Ciò posto, come confermato in altri arresti giurisprudenziali relativamente alle anomalie che rendono illeggibili o parzialmente illeggibili i file allegati al messaggio di notificazione a mezzo PEC, il destinatario ha il dovere di “… informare il mittente della difficoltà nella presa visione degli allegati trasmessi via pec, onde fornirgli la possibilità di rimediare a tale inconveniente” e, più nello specifico, anche le Sezioni Unite avevano più volte messo in guardia il giudice sulla necessità di considerare residuale la categoria dell’inesistenza della notificazione, che distingue la linea di confine tra l’atto (sia pure nullo) e il non atto ed è “configurabile, oltre che in caso di totale mancanza materiale dell’atto, nelle sole ipotesi in cui venga posta in essere un’attività priva degli elementi costitutivi essenziali idonei a rendere riconoscibile quell’atto” (v. Cass. S.U. n. 14916/2016). In sostanza, quindi, l’illeggibilità del file allegato alla Pec non rende inesistente la notifica, se per il resto l’invio risulti regolare.

Tornando al caso specifico, ciò che viene in rilievo invece è l’ipotesi della “… totale mancanza materiale dell’atto” perché gli allegati, pur menzionati nel messaggio di posta elettronica certificata, risultano inconsistenti, come desumibile dall’indicazione delle dimensioni pressoché nulle dei relativi documenti informatici. In un simile caso, quando cioè delle anomalie rendono illeggibili del tutto o parzialmente i file allegati al messaggio, il destinatario ha, come conferma la giurisprudenza della Suprema Corte, il dovere di informare il mittente della difficoltà nella presa visione degli allegati trasmessi via Pec, onde fornirgli la possibilità di rimediare a tale inconveniente.

E qui, continuano gli Ermellini, nella logica del discorso appare determinante il fatto che il messaggio Pec “… indicava in modo inequivocabile sia la sua provenienza dall’Avvocatura dello Stato, per conto del Ministero, sia i nomi degli appellati, sia l’oggetto della notificazione, sia, infine, il numero di iscrizione a ruolo del processo presso la Corte d’Appello di Palermo”.  

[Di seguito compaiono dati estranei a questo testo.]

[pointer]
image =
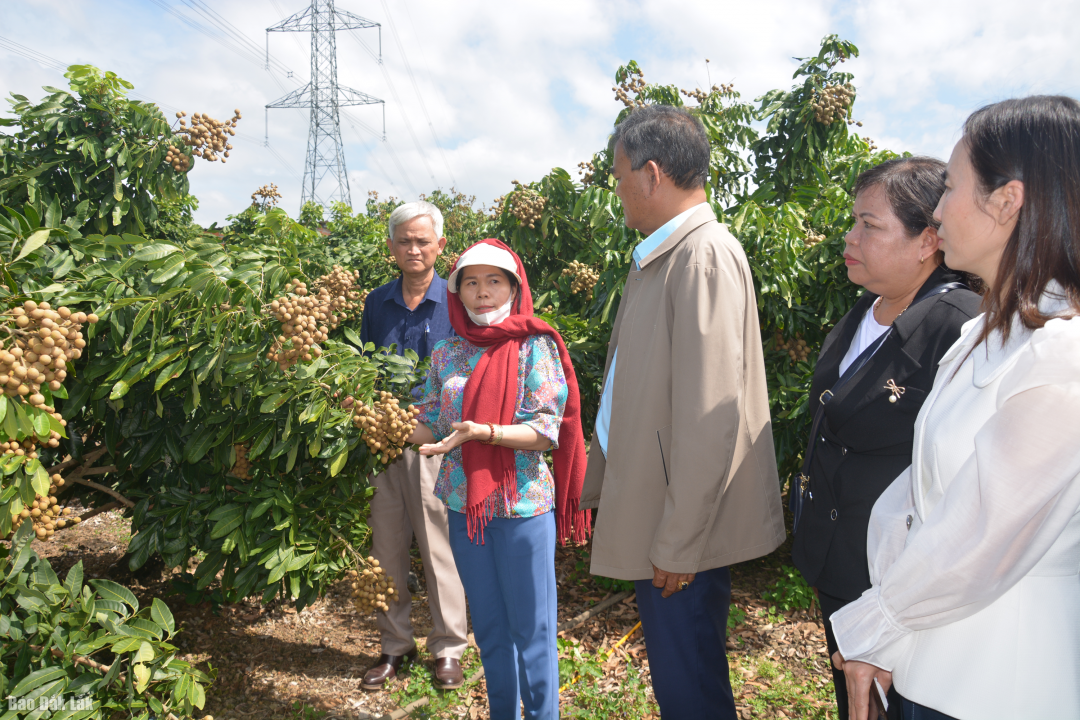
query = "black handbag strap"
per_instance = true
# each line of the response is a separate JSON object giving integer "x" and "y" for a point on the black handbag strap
{"x": 856, "y": 365}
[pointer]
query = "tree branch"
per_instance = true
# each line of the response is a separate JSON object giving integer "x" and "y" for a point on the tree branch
{"x": 88, "y": 459}
{"x": 99, "y": 471}
{"x": 108, "y": 491}
{"x": 97, "y": 511}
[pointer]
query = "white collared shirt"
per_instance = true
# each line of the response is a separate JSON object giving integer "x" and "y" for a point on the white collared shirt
{"x": 642, "y": 252}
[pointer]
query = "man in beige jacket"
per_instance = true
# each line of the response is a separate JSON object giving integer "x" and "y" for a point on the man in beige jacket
{"x": 682, "y": 465}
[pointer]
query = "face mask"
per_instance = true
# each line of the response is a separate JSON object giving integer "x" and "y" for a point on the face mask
{"x": 493, "y": 317}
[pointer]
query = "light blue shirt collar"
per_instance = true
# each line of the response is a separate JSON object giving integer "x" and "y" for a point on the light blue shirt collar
{"x": 662, "y": 233}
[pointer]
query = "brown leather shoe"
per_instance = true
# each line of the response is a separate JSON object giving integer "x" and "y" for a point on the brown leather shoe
{"x": 386, "y": 669}
{"x": 448, "y": 674}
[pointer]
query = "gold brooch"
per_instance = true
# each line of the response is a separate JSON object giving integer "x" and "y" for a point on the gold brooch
{"x": 895, "y": 390}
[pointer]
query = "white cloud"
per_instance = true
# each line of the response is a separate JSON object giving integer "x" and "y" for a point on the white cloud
{"x": 516, "y": 89}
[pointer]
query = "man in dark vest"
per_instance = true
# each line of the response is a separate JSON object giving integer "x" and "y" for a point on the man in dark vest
{"x": 410, "y": 312}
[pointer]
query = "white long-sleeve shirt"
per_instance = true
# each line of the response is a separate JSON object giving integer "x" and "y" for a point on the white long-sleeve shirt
{"x": 974, "y": 551}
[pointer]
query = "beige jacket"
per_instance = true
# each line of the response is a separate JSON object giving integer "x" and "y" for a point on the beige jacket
{"x": 690, "y": 479}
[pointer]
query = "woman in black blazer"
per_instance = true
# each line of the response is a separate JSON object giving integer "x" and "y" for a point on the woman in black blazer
{"x": 889, "y": 344}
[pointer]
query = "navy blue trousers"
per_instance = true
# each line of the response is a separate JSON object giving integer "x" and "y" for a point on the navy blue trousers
{"x": 686, "y": 641}
{"x": 510, "y": 583}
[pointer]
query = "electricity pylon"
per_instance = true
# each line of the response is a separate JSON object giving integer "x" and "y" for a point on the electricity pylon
{"x": 325, "y": 160}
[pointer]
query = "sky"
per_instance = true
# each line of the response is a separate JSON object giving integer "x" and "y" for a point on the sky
{"x": 478, "y": 94}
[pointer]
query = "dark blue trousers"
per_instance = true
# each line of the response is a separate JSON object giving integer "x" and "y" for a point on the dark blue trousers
{"x": 510, "y": 583}
{"x": 686, "y": 641}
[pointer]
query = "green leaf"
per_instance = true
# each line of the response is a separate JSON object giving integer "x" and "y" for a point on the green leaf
{"x": 145, "y": 652}
{"x": 143, "y": 673}
{"x": 338, "y": 462}
{"x": 39, "y": 479}
{"x": 228, "y": 524}
{"x": 171, "y": 371}
{"x": 200, "y": 444}
{"x": 35, "y": 241}
{"x": 154, "y": 252}
{"x": 352, "y": 337}
{"x": 116, "y": 592}
{"x": 37, "y": 679}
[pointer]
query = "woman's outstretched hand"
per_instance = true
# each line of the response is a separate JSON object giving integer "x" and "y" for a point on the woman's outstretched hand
{"x": 462, "y": 433}
{"x": 860, "y": 677}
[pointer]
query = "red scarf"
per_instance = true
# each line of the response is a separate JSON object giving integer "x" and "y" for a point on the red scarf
{"x": 490, "y": 395}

Ne deriva che la consegna del messaggio, “… seppure gravemente incompleta per la totale illeggibilità degli allegati, era idonea a fare conoscere al destinatario l’esatto oggetto (anche se non il contenuto) della notificazione”.  Ciò, dunque, esclude che si possa parlare di totale mancanza dell’atto da intendersi come atto notificatorio, e, quindi, di sussistenza dell’ipotesi estrema e residuale della inesistenza della notificazione.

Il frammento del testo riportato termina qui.